The discovery of the skeletal remains of a 150,000-year-old shaggy mammoth (prehistoric elephant) may stall the construction of an expressway bypassing the town of Garwolin some 60 kilometers (about 40 miles) southeast of Warsaw. Unlike paleontologists and prehistory buffs across Poland, Garwolin residents are mainly concerned about seeing the bypass completed as soon as possible to divert heavy truck traffic from the center of town.

A popemobile used by John Paul II during his 1982 visit to England and Scotland has been sold at an auction in Dumfries, Scotland, for ₤37,0000 ($70,526). The vehicle had belonged to car collector Mick Hayton, and after his death his heirs decided to auction it off. The six-wheeled, 2.4-ton armored popemobile, built by the now defunct British Leyland, is in excellent condition with only 11,000 miles on its odometer.

Anti-schematism is the way Jerzy Fornalik calls his campaign to offset stereotypes alleging widespread “Polish anti-Semitism”. Fornalik, a teacher in the western town of Borzęciczki, has for years got Polish students to spend their summer vacations helping to renovate abandoned and devastated Jewish cemeteries around the country. Several dozen graveyards have been restored so far, and there is no end in sight. Visiting Jews are surprised there are young Poles willing to spend their free time in this way.

An alleged Vatican plan to do away with kneeling during Mass does not have many advocates in tradition-minded Poland. Polish Catholics may fulfill their Lord’s Day obligation by attending Mass on Saturday and may receive communion in the hands, but neither innovation has caught on so far. Priests in floor-length cassocks and nuns that still look like nuns are a common sight on Polish streets.

17 historic letters dating as far back as 1256 are being returned to the National Museum in the southwestern city of Wrocław.
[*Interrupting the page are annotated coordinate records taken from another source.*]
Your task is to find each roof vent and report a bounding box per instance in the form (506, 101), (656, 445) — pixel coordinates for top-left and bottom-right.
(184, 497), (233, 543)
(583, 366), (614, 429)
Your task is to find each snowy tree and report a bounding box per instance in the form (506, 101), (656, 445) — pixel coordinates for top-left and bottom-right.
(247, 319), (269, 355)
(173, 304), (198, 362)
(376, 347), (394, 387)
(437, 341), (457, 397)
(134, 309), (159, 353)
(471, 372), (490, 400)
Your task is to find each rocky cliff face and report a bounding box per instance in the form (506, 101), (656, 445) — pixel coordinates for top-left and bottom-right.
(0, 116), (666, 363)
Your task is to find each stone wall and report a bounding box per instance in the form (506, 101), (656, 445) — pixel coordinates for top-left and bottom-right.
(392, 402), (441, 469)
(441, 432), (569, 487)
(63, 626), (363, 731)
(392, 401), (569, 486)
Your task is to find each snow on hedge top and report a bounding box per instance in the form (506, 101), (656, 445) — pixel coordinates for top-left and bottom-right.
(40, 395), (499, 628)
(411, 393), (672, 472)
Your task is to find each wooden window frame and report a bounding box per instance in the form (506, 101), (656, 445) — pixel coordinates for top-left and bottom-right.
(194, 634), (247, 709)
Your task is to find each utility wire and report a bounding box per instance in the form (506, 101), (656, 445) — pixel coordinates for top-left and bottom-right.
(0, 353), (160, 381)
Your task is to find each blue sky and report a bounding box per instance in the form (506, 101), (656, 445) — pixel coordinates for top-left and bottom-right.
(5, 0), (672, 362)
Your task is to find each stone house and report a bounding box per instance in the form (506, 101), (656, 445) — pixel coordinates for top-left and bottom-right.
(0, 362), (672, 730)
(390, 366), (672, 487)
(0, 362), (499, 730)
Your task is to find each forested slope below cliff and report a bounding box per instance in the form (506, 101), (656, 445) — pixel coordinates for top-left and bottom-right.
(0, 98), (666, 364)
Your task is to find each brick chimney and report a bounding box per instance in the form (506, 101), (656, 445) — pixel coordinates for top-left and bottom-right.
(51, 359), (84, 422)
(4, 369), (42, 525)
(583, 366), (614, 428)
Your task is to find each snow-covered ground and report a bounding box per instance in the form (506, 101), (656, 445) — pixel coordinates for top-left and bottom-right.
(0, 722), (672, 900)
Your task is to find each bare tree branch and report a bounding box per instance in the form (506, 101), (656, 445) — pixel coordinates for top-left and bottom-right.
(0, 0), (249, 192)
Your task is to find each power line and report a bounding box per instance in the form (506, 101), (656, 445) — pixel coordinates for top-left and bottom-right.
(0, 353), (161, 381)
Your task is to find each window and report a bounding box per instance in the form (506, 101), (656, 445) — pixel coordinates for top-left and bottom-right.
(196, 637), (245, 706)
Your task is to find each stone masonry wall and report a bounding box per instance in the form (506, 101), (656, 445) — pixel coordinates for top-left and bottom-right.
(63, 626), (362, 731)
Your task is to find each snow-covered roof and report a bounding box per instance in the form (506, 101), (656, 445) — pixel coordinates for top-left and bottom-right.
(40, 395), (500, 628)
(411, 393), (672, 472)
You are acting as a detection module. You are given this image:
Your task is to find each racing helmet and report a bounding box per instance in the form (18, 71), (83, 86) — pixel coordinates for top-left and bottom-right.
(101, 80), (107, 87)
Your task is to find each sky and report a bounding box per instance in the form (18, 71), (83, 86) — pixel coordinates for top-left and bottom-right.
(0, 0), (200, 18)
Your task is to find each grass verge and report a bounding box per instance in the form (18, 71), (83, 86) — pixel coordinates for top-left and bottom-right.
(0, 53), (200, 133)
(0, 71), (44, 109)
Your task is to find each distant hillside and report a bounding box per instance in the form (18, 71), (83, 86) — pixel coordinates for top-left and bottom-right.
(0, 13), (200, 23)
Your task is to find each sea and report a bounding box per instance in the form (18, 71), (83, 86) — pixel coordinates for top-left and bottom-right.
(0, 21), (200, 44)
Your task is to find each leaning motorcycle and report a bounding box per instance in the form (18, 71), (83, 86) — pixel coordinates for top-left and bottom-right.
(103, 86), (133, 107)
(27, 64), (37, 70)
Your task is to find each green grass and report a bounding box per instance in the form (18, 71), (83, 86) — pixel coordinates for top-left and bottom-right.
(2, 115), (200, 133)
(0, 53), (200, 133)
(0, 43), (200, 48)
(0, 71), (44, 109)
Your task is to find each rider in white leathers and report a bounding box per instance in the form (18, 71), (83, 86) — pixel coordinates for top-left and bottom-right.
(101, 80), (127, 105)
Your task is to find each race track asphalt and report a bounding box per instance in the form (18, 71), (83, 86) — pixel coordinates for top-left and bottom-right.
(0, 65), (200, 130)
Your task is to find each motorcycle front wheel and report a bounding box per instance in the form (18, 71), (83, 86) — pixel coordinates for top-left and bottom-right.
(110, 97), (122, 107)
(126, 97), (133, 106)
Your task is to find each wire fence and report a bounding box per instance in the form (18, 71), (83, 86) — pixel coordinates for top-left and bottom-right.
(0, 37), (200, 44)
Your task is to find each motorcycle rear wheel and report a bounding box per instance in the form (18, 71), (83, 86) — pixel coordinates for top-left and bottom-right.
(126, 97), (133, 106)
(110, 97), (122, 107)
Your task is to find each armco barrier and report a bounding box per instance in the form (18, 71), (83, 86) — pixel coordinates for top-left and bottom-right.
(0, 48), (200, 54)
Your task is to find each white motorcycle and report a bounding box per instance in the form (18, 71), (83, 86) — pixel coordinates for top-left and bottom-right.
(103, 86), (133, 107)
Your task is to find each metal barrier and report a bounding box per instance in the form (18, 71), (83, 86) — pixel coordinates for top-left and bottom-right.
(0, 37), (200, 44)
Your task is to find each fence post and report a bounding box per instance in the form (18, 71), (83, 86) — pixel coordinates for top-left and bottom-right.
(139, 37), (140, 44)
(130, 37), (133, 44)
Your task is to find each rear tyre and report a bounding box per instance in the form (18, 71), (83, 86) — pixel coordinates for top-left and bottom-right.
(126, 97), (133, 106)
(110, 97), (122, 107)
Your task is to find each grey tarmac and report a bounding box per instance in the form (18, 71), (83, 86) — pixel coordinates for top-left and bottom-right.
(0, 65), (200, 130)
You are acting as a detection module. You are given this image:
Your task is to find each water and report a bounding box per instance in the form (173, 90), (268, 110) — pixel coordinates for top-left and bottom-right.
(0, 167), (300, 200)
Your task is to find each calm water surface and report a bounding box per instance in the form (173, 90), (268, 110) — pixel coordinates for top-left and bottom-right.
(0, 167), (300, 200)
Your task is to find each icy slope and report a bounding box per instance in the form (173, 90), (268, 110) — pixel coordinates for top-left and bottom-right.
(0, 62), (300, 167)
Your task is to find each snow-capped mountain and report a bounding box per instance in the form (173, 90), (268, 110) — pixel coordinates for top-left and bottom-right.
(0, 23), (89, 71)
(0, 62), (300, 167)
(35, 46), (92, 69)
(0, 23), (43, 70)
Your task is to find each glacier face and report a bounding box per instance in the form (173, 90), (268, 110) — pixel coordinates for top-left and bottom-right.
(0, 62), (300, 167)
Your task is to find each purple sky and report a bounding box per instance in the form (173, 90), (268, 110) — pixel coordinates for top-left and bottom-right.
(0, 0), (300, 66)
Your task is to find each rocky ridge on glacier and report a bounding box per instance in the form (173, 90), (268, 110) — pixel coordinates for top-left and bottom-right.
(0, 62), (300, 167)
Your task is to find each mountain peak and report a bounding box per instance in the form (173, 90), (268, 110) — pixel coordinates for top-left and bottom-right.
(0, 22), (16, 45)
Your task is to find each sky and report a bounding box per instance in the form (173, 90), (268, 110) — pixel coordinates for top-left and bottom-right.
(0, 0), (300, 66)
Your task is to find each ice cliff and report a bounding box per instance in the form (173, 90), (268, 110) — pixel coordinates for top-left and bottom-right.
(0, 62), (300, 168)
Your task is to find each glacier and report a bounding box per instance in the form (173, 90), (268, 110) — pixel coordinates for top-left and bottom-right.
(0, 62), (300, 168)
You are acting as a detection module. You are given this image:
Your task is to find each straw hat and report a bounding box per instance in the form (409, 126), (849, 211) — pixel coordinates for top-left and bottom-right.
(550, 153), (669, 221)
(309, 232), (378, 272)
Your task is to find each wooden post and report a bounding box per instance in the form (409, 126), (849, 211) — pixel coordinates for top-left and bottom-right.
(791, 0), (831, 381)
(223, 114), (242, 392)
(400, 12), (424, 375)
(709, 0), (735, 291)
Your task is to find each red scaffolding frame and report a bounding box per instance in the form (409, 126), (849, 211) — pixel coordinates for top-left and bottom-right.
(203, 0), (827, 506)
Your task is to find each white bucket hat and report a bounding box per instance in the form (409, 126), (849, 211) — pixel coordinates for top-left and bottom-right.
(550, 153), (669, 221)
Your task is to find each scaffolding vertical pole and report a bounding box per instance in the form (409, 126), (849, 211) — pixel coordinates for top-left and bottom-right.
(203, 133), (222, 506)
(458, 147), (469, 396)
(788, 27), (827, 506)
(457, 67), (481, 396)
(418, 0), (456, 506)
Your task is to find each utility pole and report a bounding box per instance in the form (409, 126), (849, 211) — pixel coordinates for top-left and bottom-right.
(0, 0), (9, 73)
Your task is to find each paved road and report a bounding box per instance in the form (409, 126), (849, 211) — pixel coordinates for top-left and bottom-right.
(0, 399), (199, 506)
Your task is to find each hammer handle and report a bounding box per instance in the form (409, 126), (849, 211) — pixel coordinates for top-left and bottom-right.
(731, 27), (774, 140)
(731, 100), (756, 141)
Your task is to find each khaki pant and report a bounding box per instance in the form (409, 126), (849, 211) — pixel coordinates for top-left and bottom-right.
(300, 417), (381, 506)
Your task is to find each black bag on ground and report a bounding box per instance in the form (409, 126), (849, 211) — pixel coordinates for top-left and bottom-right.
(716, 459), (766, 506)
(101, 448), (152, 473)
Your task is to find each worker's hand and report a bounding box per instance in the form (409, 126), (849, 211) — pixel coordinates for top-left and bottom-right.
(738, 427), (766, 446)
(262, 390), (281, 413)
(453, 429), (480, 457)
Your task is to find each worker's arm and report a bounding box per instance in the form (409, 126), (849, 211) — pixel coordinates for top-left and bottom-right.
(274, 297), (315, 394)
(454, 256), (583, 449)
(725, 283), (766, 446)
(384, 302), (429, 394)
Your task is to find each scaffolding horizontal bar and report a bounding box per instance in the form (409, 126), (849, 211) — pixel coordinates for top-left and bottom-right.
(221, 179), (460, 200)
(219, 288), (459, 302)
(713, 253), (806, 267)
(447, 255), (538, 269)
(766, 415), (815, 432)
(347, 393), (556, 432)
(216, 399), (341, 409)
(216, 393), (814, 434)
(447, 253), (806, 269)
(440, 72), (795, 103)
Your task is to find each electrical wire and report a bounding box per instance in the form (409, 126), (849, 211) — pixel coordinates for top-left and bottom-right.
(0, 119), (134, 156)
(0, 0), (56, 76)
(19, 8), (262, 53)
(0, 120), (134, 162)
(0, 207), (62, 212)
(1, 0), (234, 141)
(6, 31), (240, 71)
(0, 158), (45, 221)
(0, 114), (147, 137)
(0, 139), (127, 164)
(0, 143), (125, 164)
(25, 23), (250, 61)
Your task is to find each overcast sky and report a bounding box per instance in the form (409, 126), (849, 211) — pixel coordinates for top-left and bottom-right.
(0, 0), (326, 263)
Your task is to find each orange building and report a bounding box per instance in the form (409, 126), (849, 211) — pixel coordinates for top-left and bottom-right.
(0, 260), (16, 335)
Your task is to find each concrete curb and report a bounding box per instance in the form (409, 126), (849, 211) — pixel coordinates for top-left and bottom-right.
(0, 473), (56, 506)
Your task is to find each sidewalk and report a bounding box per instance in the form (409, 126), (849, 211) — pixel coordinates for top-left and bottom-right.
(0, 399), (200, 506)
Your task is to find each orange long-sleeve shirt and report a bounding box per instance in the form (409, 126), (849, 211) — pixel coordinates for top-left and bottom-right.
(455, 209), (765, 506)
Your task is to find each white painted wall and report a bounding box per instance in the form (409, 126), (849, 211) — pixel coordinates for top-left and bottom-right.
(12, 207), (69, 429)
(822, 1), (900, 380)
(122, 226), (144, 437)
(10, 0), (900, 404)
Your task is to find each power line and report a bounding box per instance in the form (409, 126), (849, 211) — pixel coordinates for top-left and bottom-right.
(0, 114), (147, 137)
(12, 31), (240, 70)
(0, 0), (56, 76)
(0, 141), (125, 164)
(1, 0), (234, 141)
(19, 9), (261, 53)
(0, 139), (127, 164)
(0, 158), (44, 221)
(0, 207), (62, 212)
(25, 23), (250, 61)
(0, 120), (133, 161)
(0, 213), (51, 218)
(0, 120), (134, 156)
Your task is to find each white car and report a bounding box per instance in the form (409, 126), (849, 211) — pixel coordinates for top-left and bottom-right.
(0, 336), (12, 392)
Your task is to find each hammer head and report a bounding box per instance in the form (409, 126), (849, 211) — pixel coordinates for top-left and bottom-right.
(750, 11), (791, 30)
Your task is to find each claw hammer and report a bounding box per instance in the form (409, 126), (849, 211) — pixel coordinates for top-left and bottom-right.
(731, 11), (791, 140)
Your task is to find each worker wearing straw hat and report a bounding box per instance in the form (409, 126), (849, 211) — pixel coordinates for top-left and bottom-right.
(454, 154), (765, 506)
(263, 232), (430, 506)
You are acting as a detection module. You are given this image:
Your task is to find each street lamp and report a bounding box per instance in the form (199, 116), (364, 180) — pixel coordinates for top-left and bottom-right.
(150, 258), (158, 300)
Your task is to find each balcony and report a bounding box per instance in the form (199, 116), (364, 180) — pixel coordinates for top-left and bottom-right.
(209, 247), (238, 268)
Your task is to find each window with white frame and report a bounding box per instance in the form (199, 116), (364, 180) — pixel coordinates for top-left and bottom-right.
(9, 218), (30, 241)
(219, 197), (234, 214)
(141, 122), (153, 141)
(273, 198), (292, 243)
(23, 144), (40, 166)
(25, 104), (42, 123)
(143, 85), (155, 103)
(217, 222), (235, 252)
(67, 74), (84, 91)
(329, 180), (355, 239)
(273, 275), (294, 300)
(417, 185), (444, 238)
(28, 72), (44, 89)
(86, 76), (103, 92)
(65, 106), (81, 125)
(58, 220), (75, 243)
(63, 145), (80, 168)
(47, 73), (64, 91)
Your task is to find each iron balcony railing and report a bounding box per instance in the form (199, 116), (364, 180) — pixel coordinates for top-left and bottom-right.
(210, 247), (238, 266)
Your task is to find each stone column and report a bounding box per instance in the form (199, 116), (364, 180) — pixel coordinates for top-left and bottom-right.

They include letters written by Poland’s King Władysław Łokietek (Ladislaus the Short) and papal bulls sent to local abbots by Popes Gregory and Alexander IV. A Milwaukee man said they had belonged to his late father, World War II veteran George Gavin, who found them among the wreckage of a bombed train in 1945.

Robert Kubica, 22, has become the first Pole ever to ascend the podium at the Formula 1 Grand Prix in Monza, Italy. According to all-time racing great Nicki Lauda, the young Pole appears headed for international stardom. Representing the BMW Sauber team, Kubica came third only to two Formula 1 greats, retiring Michael Schumacher and Kimi Raikkonen.

16-year-old Patryk Drobiński of Bydgoszcz turned out to be the brainiest high-schooler in his category at the 20th International Numerical and Logical Games Championships held recently in Paris. His team, which achieved the best results in the event’s history, brought home four gold, four silver and two bronze medals.

Ukrainians are teaching English in rural schools in eastern Poland, because Polish teachers prefer to work in urban school districts. Thanks to teachers from neighboring Ukraine, each rural school in the district of Lubaczów has at least one teacher of English. By Ukrainian standards, a Polish teacher’s pay is impressive.

An enraged bull has gored to death middle-aged farmer Władysław Dziadosz in the village of Polana in the southeastern voivodship of Podkarpackie. Dziadosz was coming to the aid of a neighbor, Stanisław Mroczka, who had been injured by the 1,650-bovine but managed to seek refuge beneath a farm wagon. The animal was shot on orders from the local veterinary officer.

Polish truck driver Tadeusz Kowalski, 54, is begging the authorities to take away his driving license. “I would be a safety hazard in traffic,” says Kowalski, who has been driving trucks for three decades but feels he could not cope with his company’s new 55-foot semi-trailers on Poland’s rutted, potholed roads. Under Polish law, there are no provisions to withdraw anyone’s license “on request”. A possible loophole may be to have the anxiety-ridden trucker examined and declared unfit to drive by a psychologist.

A herd of cows from Belarus swam across the River Bug and began grazing on the Polish side of the border. The cows were eventually rounded up and returned, with the Belarussian authorities footing the transport bill. It remains unknown whether the bovines were fleeing from Europe’s last dictator, Alexander Lukashenka, and planning to seek political asylum in Poland.